# What colour numnah?



## abi31 (7 November 2012)

Silly question, but off to the opening meet on Sat and first time hunting. Is it a dark coloured numnah (black/brown)? I've been looking at some images and there seem to be some people in white. Thankyou.x


----------



## arizonahoney (7 November 2012)

Definitely dark and discreet! It's not a dressage, who can get their whites Daz-whitest, competition


----------



## Starzaan (7 November 2012)

Brown fleece is the most correct, but dark and discreet is never frowned upon!


----------



## abi31 (7 November 2012)

Fantastic, thankyou. I'll report back Saturday night. Very excited!xx


----------



## DotesonCluny (7 November 2012)

Thanks, was about to ask the same question,will also report on first time out assuming survival !


----------



## C&C (8 December 2012)

I have just bought a cream sheepskin numnah opposed to brown as i have seen these in the field also ;-)


----------



## JenHunt (9 December 2012)

I usually hunt in a black or brown numnah (depending on the saddle colour), but have been told that a white numnah is also acceptable add long as it isn't just masses of fluff... 

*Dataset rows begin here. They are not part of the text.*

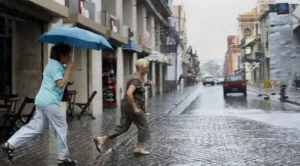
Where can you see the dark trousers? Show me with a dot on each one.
(128, 117)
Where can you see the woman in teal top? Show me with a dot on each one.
(47, 102)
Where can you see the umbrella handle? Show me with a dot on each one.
(73, 55)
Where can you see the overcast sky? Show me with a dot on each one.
(209, 22)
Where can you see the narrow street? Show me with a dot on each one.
(214, 131)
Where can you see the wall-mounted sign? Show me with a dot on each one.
(283, 8)
(168, 48)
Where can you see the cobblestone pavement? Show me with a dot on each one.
(212, 130)
(218, 131)
(42, 151)
(292, 93)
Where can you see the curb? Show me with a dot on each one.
(286, 101)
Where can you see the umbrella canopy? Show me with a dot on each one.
(75, 37)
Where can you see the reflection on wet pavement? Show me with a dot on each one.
(212, 102)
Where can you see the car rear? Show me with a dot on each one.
(235, 84)
(220, 81)
(209, 80)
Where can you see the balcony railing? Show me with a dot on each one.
(146, 40)
(112, 23)
(85, 8)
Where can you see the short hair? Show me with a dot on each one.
(59, 50)
(141, 63)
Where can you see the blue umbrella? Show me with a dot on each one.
(75, 37)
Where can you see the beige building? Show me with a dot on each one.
(22, 60)
(249, 28)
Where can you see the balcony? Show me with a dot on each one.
(40, 9)
(117, 33)
(82, 14)
(157, 8)
(174, 30)
(146, 42)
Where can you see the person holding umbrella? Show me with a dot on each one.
(47, 102)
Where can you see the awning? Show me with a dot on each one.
(133, 46)
(44, 10)
(76, 19)
(156, 56)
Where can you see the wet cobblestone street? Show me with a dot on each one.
(212, 130)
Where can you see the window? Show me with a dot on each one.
(247, 32)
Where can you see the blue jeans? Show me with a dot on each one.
(44, 115)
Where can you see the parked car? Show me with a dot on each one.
(209, 80)
(220, 81)
(235, 84)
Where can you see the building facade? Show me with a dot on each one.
(135, 29)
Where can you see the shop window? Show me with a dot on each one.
(109, 82)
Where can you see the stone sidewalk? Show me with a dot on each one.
(293, 94)
(42, 151)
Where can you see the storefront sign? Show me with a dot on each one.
(168, 48)
(283, 8)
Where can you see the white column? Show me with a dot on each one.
(157, 37)
(153, 79)
(146, 93)
(120, 75)
(152, 31)
(134, 58)
(96, 81)
(141, 19)
(161, 78)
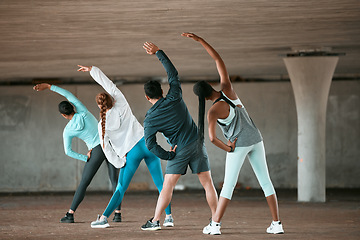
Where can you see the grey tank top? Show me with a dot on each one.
(241, 127)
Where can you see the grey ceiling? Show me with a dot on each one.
(48, 38)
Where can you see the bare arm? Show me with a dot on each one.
(220, 65)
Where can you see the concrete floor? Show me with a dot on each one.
(37, 216)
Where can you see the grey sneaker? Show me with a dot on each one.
(275, 228)
(150, 226)
(168, 222)
(100, 223)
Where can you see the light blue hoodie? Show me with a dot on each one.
(83, 125)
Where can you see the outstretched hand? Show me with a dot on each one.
(191, 35)
(41, 86)
(84, 68)
(150, 48)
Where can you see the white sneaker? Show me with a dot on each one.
(275, 228)
(100, 223)
(168, 222)
(212, 229)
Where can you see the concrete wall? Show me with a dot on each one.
(32, 156)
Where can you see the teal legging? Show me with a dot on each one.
(133, 159)
(234, 162)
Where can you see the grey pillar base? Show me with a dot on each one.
(311, 80)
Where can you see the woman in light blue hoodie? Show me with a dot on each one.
(82, 124)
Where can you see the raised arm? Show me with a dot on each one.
(65, 93)
(220, 65)
(105, 82)
(70, 152)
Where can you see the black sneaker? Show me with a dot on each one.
(69, 218)
(150, 226)
(117, 217)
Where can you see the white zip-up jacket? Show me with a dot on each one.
(122, 129)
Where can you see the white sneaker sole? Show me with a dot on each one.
(101, 226)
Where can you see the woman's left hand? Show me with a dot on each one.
(84, 68)
(232, 144)
(89, 154)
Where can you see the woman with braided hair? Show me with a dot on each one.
(122, 139)
(83, 125)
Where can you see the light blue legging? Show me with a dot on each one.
(234, 162)
(133, 159)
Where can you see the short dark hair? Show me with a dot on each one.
(153, 89)
(66, 108)
(203, 89)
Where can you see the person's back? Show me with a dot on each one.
(173, 119)
(169, 116)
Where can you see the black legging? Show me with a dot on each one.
(89, 171)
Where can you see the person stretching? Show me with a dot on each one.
(169, 115)
(244, 139)
(122, 138)
(82, 124)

So close fitting and neat, preferably dark coloured!


----------



## Hunters (9 December 2012)

I've always used a White numnah for a white grey horse, brown for a chestnut and black for a dark bay. Always sheepskin.


----------



## L&M (9 December 2012)

I have always used a cream sheepskin for 'big' days such as Opening meet, Boxing day and Lawn meets. We also wear cream for the tack and turnout at inter hunt relays.

Other days brown or black is fine, but as long as you are smart and presentable......


----------